正社員だと「辞めたいけど言い出しにくい」「あの人と何年も顔を合わせる」と悩みがちです。派遣なら、更新のタイミングで別の職場に移れます。人間関係の悩みを次の年まで引きずらずに済むのは、心の負担が軽い働き方です。
④ 困ったときは派遣会社が間に入ってくれる
派遣では、あなたと施設の間に「派遣会社の担当者」がいます。だから、言いにくいことを自分で施設に言わずに済むのが安心材料です。
たとえば「聞いていた仕事内容と違う」「残業が多すぎる」といったトラブルが起きたとき、担当者に相談すれば、代わりに施設へ伝えてくれたり、条件を調整してくれたりします。ひとりで抱え込まなくていいのは、はじめての職場では特に心強いポイントです。
介護派遣のデメリット・注意点(契約期間に注意)
いい面ばかりではありません。派遣を選ぶなら、次の弱点も必ず知っておいてください。ここを理解せずに始めると「こんなはずじゃなかった」になりがちです。
① 契約に「期限」がある(雇い止めの不安)
派遣の契約は、3か月ごとの更新が一般的です。更新され続けるかぎり働けますが、逆に言えば「次は更新しません」となる可能性が常にあります。これを雇い止め(やといどめ)といいます。
たとえば、施設の利用者さんが減ったり、経営が厳しくなったりすると、更新されないことがあります。
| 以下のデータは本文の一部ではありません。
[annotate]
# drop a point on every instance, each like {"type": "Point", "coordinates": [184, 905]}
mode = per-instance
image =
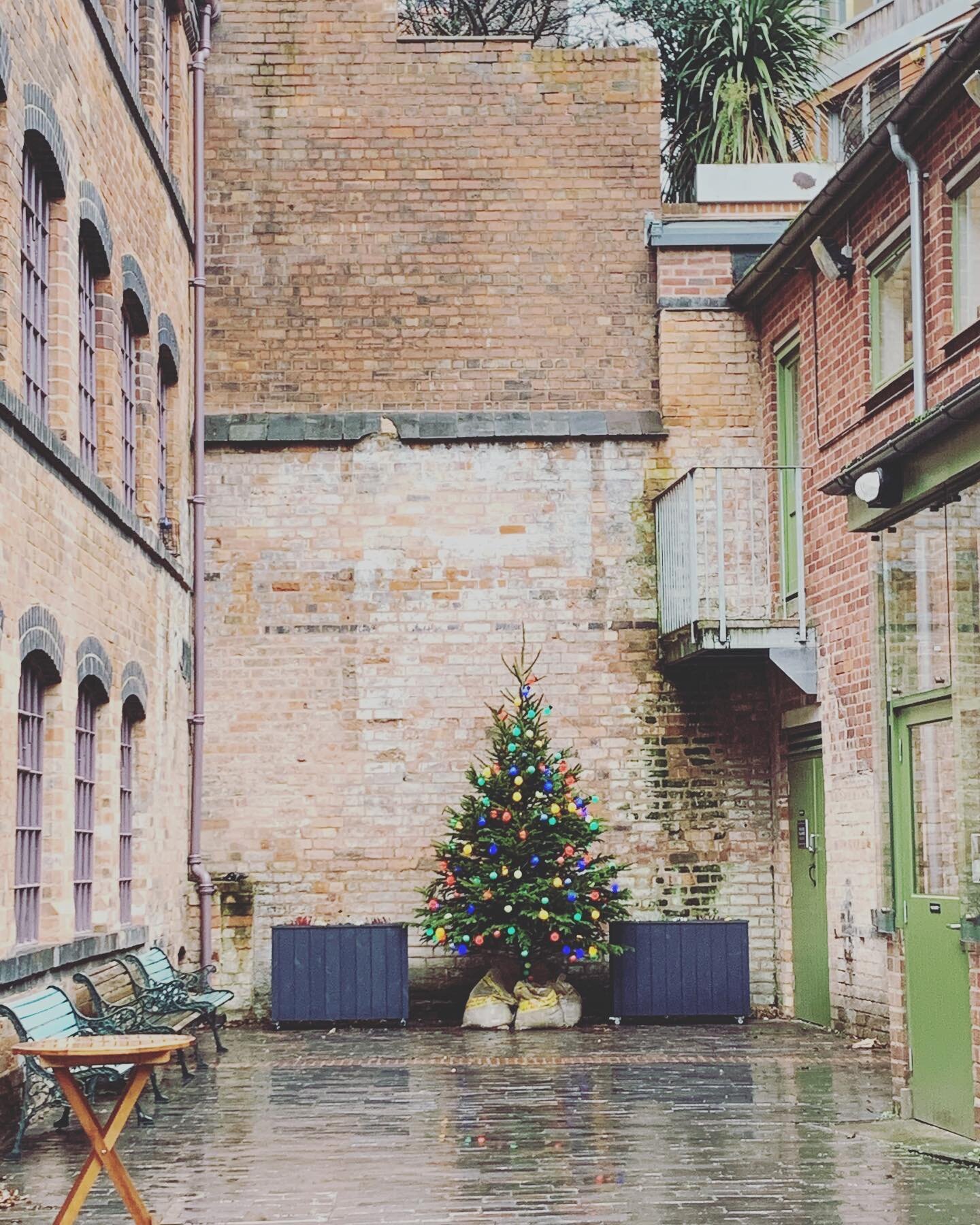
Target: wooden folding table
{"type": "Point", "coordinates": [144, 1051]}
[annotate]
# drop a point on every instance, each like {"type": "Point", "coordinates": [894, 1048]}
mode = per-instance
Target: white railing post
{"type": "Point", "coordinates": [719, 537]}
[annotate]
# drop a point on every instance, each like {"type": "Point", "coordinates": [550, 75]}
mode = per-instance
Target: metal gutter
{"type": "Point", "coordinates": [710, 232]}
{"type": "Point", "coordinates": [960, 407]}
{"type": "Point", "coordinates": [862, 173]}
{"type": "Point", "coordinates": [195, 863]}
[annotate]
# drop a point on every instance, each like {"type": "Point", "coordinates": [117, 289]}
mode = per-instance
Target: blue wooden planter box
{"type": "Point", "coordinates": [695, 968]}
{"type": "Point", "coordinates": [340, 973]}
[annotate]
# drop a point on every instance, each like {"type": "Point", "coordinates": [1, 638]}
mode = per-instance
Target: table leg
{"type": "Point", "coordinates": [103, 1147]}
正社員のような「よほどのことがないかぎり続けられる」安定はない、と理解しておきましょう。
② ボーナス・退職金が基本的にない
派遣は時給で働くため、賞与(ボーナス)や退職金は基本的に出ません。月々の時給が高くても、年2回のボーナスがある正社員と1年トータルで比べると、差が縮まる、あるいは逆転することもあります。
介護職の常勤・月給の人の平均給与は、手当やボーナスを含めて月およそ33.8万円です(厚生労働省「令和6年度 介護従事者処遇状況等調査」)。この「ボーナス込みの額面」と、派遣の「時給×働いた時間」を、年単位で比べてみることが大切です。
③ 「3年ルール」で同じ職場に長くいられない
派遣には、法律(労働者派遣法)で決められた「3年ルール」があります。これは、同じ職場の同じ部署で、派遣として働けるのは原則3年までというルールです。
たとえば、気に入った施設で「ずっとここで働きたい」と思っても、派遣のままでは3年で区切りが来ます。そのまま働き続けたい場合は、施設に直接雇ってもらう(正社員やパートになる)などの切り替えが必要です。「派遣は永住の働き方ではない」と覚えておきましょう。
④ 責任ある仕事・キャリアアップは任されにくい
派遣は「現場の介護」が仕事の中心になります。そのため、委員会の運営、シフト作成、リーダー業務といった責任ある仕事は任されにくい傾向があります。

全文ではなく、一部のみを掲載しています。